A veiculação aconteceu ainda quando estavam mornas as primeiras notícias, já que o salvamento não havia sido iniciado de fato, e colocou fogo alto nas notícias, renovando o trunfo da audiência de sites, jornais, revistas e televisão. Em uníssono, todos dizem: estão todos bem! Os vilões são os donos da mineradora, que já teve seus bens bloqueados! Até o final do ano, os felizes mineiros estarão com suas famílias! Eles já não estão com depressão! Eles vão ganhar playstation e joguinhos para se divertirem até que sejam salvos! A Nasa chegou, olha a cavalaria bem a tempo!
A mercadoria-audiência
Uma revista de circulação nacional publicou na capa: "Os 33 mineiros serão mantidos vivos. Será a maior experiência de confinamento em profundidade da história da humanidade". Como até todo jornalistazinho mal (in)formado sabe, manchetes são o cartão de visitas, o convite à leitura. Para garantir isso, entre outras características, as manchetes devem surpreender ou despertar a curiosidade do leitor em potencial. Pois veja que surpreendente! Aquelas 33 criaturas incautas serão mantidas vivas! Isso, sim, é que é surpresa, eu já estava certo de que seriam abandonados para morrer... E que fantástica experiência! Conseguimos 33 voluntários para nosso experimento, vamos saber os efeitos de um confinamento de quatro meses em um espaço de 25 metros quadrados (ou seja, menos de 1 m² por pessoa), de onde não é possível pedir para sair, nem ser votado no paredão, muito menos ganhar R$ 1 milhão.
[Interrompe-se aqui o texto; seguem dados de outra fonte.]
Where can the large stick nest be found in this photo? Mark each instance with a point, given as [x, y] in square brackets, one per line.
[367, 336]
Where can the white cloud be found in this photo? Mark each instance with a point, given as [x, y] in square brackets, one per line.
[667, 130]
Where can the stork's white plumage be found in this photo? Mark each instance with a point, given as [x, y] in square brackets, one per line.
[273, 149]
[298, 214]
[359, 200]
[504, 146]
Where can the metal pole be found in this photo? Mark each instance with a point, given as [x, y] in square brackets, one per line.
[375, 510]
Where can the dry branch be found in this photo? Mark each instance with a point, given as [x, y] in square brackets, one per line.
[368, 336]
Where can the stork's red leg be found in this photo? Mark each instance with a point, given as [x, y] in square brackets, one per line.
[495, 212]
Se houve manifestações de apoio aos mineiros que não partiram dos próprios familiares, nenhuma linha foi publicada. Assim como nenhuma linha sobre a lógica que conduz ao desprezo pela vida de 33 trabalhadores, primeiro enviados a um local condenado por falta de segurança, segundo por não haver a empresa comunicado o acontecido ou sequer feito alguma tentativa de resgate. Hoje foi a San Esteban. Quantas San Estebans já passaram e quantas estão por vir? Não é o acaso que produz tanta desumanidade.
Pode-se argumentar que, não fosse a presença da mídia, o resgate demoraria muito mais, talvez não acontecesse. É possível. Mas chamo atenção para o fato de que o capital, mesmo quando potencialmente pode sofrer um revés, converte-o em mercadoria. Nesse caso, a mercadoria-audiência da mídia. E sensacionalistas são só os programas policialescos, não é mesmo? Vejamos até onde vai durar tamanha preocupação da heroica mídia com o caso, quando um novo fato surgir...
Fonte: Júlio Arantes (Cepcom-Comulti).